The Armenian authorities earlier denied suggestions that the grenade allegedly thrown by the 27-year-old man during Bush’s May 10 address to a huge crowd in Tbilisi was made in Armenia. The spokesman for the Defense Ministry in Yerevan, Seyran Shahsuvarian, told RFE/RL on Friday that Armenia only briefly manufactured combat grenades during the early 1990s.
The grenade landed within 30 meters (100 feet) of Bush as he spoke to tens of thousands of people in Tbilisi's Freedom Square. U.S. officials said it only failed to explode because of a malfunction. Georgian officials claimed at the time that the explosive device was manufactured in Russia and modified in Armenia for use in the war with Azerbaijan.
Georgia’s Prosecutor-General Zurab Adeilashvili met with his Armenian counterpart Aghvan Hovsepian in Tbilisi on Thursday and indicated afterward that the issue was not on the meeting’s agenda. “The suspect is a Georgian citizen, the incident took place in Georgia and therefore has no connection with Armenia,” Georgian news agencies quoted Adeilashvili as saying. “We are looking for evidence and relevant information in Georgia.”

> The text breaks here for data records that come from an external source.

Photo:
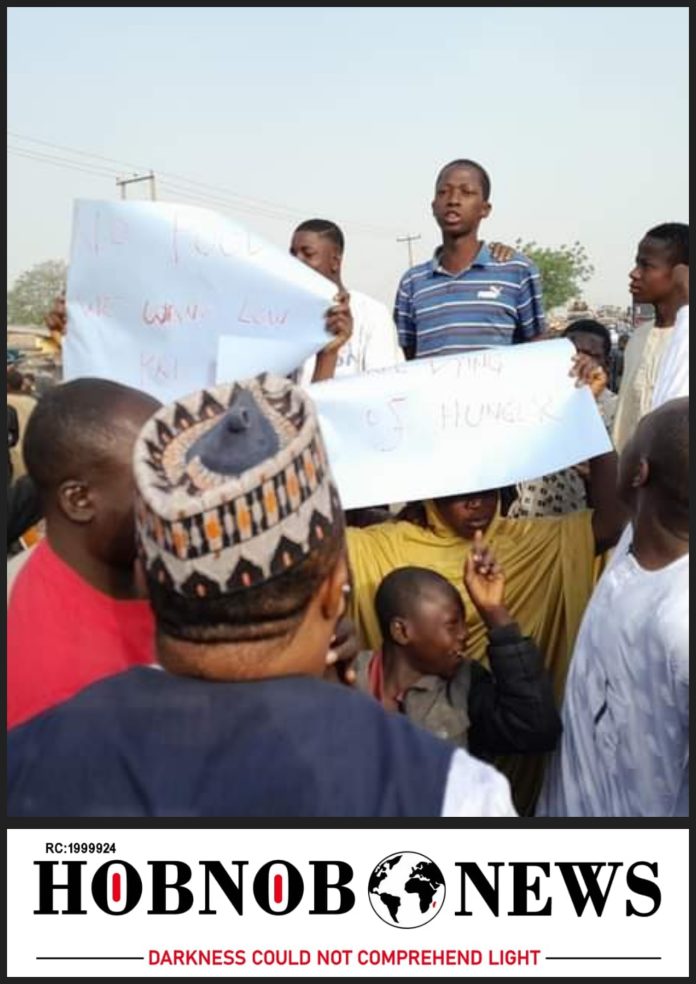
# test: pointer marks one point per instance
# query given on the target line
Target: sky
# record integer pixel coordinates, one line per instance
(274, 115)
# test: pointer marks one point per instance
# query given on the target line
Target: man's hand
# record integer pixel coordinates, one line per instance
(339, 322)
(57, 318)
(587, 371)
(485, 581)
(344, 649)
(500, 252)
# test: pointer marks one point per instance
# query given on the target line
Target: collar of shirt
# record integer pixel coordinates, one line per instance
(482, 259)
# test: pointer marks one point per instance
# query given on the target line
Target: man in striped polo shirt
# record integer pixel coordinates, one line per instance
(465, 297)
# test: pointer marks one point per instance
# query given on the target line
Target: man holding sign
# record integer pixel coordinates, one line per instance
(467, 296)
(550, 565)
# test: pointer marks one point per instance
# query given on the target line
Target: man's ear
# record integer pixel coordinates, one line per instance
(334, 590)
(75, 500)
(398, 630)
(641, 474)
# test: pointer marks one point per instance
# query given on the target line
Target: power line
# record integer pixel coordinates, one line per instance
(408, 240)
(262, 206)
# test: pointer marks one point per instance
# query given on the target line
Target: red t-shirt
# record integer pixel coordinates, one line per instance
(63, 634)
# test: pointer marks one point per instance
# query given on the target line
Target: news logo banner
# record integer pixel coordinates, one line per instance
(348, 903)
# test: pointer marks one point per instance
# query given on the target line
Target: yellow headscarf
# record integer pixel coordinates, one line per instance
(549, 567)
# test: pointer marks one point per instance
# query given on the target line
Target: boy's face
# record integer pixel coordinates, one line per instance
(318, 252)
(437, 633)
(466, 514)
(589, 344)
(652, 279)
(459, 205)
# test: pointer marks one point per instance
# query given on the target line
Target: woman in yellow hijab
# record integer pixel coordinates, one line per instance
(549, 565)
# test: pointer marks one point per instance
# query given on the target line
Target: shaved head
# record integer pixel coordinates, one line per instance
(79, 426)
(655, 463)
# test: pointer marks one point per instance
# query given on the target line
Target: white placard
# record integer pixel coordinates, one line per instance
(462, 423)
(154, 287)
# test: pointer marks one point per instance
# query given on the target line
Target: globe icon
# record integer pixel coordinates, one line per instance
(406, 890)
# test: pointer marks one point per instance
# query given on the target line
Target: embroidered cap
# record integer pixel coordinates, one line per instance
(233, 487)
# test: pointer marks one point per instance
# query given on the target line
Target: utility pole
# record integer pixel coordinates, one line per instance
(408, 240)
(122, 182)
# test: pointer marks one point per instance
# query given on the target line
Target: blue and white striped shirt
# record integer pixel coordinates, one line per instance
(489, 303)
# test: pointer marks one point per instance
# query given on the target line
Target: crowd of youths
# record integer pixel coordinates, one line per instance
(203, 631)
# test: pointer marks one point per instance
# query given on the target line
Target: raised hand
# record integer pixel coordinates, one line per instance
(339, 322)
(587, 371)
(485, 581)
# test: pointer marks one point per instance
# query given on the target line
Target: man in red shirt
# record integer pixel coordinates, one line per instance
(74, 615)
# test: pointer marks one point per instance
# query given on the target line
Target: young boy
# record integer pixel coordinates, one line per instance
(422, 670)
(465, 297)
(656, 279)
(241, 540)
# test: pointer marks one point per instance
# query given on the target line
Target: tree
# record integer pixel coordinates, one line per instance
(33, 293)
(562, 270)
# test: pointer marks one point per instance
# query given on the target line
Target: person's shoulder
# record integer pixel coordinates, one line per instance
(417, 272)
(518, 264)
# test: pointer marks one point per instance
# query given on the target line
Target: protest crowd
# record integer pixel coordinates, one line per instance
(198, 627)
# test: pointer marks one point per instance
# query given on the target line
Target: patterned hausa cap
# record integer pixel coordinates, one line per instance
(233, 487)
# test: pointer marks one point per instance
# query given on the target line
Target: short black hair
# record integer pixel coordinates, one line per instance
(674, 236)
(591, 327)
(400, 591)
(73, 426)
(270, 610)
(324, 227)
(482, 173)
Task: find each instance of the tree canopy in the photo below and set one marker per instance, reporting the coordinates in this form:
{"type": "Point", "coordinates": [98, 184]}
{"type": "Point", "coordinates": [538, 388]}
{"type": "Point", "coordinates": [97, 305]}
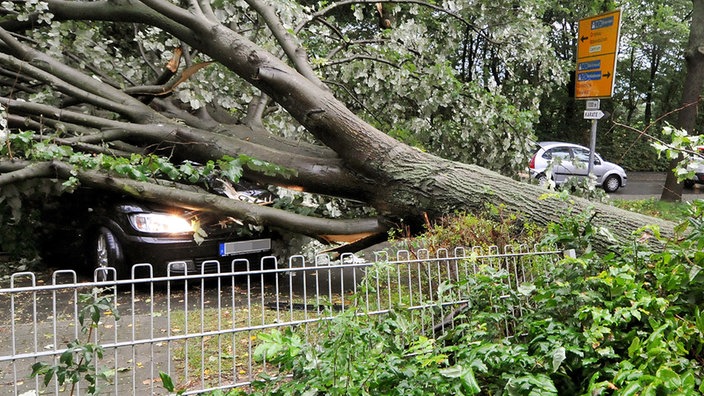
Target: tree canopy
{"type": "Point", "coordinates": [155, 99]}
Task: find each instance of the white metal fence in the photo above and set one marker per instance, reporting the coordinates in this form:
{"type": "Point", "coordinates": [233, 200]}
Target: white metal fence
{"type": "Point", "coordinates": [201, 329]}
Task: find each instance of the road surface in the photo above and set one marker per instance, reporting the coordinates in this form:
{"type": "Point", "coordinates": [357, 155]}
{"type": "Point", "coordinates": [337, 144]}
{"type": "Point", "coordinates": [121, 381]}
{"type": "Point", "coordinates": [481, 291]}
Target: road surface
{"type": "Point", "coordinates": [643, 185]}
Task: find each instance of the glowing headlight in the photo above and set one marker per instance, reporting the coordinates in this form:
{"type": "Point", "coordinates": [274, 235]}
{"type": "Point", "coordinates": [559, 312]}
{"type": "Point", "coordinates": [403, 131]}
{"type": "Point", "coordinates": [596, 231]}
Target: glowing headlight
{"type": "Point", "coordinates": [160, 223]}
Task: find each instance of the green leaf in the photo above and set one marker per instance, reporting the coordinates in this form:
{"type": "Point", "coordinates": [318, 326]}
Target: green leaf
{"type": "Point", "coordinates": [166, 381]}
{"type": "Point", "coordinates": [558, 356]}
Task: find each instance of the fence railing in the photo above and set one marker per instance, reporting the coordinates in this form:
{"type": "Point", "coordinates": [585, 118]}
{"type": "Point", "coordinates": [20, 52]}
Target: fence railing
{"type": "Point", "coordinates": [201, 329]}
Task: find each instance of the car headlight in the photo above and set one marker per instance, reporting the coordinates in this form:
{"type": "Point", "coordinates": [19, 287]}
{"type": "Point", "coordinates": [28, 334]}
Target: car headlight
{"type": "Point", "coordinates": [160, 223]}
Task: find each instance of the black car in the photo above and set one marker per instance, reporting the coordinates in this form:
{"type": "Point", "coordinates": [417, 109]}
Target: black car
{"type": "Point", "coordinates": [98, 231]}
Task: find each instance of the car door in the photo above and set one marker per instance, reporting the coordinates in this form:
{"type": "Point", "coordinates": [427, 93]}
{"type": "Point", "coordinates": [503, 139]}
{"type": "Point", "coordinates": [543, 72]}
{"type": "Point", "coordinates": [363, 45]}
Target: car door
{"type": "Point", "coordinates": [579, 164]}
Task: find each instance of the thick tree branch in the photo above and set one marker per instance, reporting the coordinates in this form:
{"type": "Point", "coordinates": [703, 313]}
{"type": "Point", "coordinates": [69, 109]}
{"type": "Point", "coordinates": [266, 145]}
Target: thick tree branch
{"type": "Point", "coordinates": [244, 211]}
{"type": "Point", "coordinates": [293, 50]}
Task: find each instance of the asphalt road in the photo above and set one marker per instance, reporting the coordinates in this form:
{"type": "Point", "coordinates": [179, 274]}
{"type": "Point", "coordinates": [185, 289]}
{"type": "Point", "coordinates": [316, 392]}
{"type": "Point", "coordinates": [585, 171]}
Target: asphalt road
{"type": "Point", "coordinates": [643, 185]}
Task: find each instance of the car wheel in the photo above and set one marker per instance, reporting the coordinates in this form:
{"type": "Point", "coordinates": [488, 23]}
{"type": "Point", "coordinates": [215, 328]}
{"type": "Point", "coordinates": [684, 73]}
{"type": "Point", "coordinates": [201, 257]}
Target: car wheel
{"type": "Point", "coordinates": [542, 179]}
{"type": "Point", "coordinates": [612, 183]}
{"type": "Point", "coordinates": [105, 252]}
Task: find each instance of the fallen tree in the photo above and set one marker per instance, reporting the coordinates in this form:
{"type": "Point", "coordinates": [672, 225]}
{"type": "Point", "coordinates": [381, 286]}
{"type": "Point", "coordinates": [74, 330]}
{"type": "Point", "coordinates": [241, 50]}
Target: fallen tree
{"type": "Point", "coordinates": [93, 113]}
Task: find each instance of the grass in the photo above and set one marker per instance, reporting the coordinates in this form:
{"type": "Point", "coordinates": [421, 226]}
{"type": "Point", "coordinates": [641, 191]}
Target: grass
{"type": "Point", "coordinates": [672, 211]}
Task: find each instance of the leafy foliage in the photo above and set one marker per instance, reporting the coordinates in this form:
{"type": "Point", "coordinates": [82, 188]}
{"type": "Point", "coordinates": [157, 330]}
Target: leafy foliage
{"type": "Point", "coordinates": [79, 362]}
{"type": "Point", "coordinates": [624, 323]}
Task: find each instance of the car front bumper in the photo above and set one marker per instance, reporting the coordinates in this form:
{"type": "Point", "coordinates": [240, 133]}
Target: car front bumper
{"type": "Point", "coordinates": [182, 255]}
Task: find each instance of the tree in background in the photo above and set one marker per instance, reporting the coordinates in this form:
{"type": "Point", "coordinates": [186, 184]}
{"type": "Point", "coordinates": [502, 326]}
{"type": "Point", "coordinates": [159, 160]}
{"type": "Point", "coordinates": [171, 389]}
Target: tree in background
{"type": "Point", "coordinates": [152, 100]}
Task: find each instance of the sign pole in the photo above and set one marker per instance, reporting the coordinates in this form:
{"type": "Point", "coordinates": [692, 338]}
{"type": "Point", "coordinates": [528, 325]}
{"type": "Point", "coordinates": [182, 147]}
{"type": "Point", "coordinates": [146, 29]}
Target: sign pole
{"type": "Point", "coordinates": [597, 50]}
{"type": "Point", "coordinates": [592, 148]}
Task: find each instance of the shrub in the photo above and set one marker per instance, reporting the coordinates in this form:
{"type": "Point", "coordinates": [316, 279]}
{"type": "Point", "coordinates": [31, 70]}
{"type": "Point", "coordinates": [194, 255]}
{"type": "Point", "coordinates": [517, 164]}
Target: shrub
{"type": "Point", "coordinates": [624, 323]}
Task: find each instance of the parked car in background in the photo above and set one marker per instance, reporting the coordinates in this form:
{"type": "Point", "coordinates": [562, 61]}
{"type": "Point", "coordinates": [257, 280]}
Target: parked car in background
{"type": "Point", "coordinates": [561, 161]}
{"type": "Point", "coordinates": [697, 166]}
{"type": "Point", "coordinates": [96, 231]}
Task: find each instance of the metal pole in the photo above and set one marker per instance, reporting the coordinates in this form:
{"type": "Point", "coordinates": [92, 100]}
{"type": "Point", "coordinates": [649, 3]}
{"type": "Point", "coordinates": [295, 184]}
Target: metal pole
{"type": "Point", "coordinates": [592, 148]}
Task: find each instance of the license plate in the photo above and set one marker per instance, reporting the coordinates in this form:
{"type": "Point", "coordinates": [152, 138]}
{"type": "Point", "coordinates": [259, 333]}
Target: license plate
{"type": "Point", "coordinates": [244, 247]}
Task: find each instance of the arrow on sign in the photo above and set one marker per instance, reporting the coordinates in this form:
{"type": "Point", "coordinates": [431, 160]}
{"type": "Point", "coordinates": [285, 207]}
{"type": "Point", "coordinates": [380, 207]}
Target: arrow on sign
{"type": "Point", "coordinates": [593, 114]}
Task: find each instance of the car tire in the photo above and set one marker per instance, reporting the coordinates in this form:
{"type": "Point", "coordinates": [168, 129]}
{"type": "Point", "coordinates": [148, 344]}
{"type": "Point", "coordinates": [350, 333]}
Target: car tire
{"type": "Point", "coordinates": [611, 184]}
{"type": "Point", "coordinates": [542, 180]}
{"type": "Point", "coordinates": [105, 252]}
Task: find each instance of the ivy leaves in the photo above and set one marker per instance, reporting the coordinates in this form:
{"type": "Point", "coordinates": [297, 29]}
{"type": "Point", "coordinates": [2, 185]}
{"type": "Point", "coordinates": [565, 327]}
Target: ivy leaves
{"type": "Point", "coordinates": [137, 167]}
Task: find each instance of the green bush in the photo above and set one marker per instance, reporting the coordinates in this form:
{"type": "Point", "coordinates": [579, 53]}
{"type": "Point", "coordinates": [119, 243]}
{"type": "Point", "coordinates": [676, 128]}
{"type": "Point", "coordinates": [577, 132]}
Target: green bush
{"type": "Point", "coordinates": [624, 323]}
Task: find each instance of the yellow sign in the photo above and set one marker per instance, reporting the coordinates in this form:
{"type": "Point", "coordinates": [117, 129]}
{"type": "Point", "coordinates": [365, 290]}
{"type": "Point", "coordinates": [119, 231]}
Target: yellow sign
{"type": "Point", "coordinates": [597, 48]}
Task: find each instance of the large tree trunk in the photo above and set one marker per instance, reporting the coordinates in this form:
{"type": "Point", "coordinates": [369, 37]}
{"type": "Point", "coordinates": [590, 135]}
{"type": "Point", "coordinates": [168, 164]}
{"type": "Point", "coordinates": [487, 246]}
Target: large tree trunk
{"type": "Point", "coordinates": [693, 83]}
{"type": "Point", "coordinates": [361, 162]}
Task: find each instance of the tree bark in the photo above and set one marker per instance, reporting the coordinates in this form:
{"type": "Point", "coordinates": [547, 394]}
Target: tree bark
{"type": "Point", "coordinates": [361, 162]}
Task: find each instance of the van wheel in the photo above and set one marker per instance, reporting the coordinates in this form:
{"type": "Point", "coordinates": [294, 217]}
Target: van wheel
{"type": "Point", "coordinates": [106, 252]}
{"type": "Point", "coordinates": [612, 183]}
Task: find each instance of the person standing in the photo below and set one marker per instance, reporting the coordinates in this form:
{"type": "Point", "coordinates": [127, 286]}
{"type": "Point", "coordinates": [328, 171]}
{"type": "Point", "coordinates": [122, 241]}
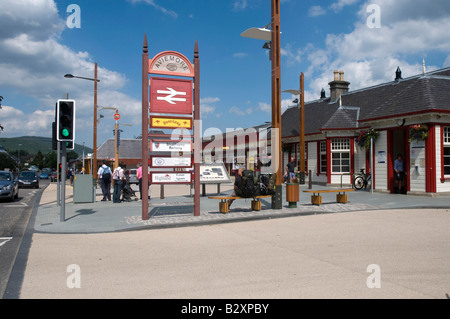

Arutiunian, identified as Arutiunov in some press reports, was arrested on July 20 after a late-night gunfight with Georgian security officers that raided his apartment in a Tbilisi suburb. One of the policemen was killed in the shootout.
Arutiunian was seriously wounded before being arrested and hospitalized. The Georgian police have since released a video of the suspect confessing to the grenade attack. But his motives are still not clear. Reuters news agency quoted Georgia’s Deputy Health Minister Irakli Giorgobiani as saying that doctors at the hospital where Arutiunian is being treated believe “he may not have been in control of himself at the time.”
For his part, Georgian President Mikhail Saakashvili, who stood beside Bush during the Tbilisi rally, said earlier last week that the grenade would not threaten the U.S. president’s life if it exploded. He said the purpose of the attack was to undermine Georgia’s international reputation.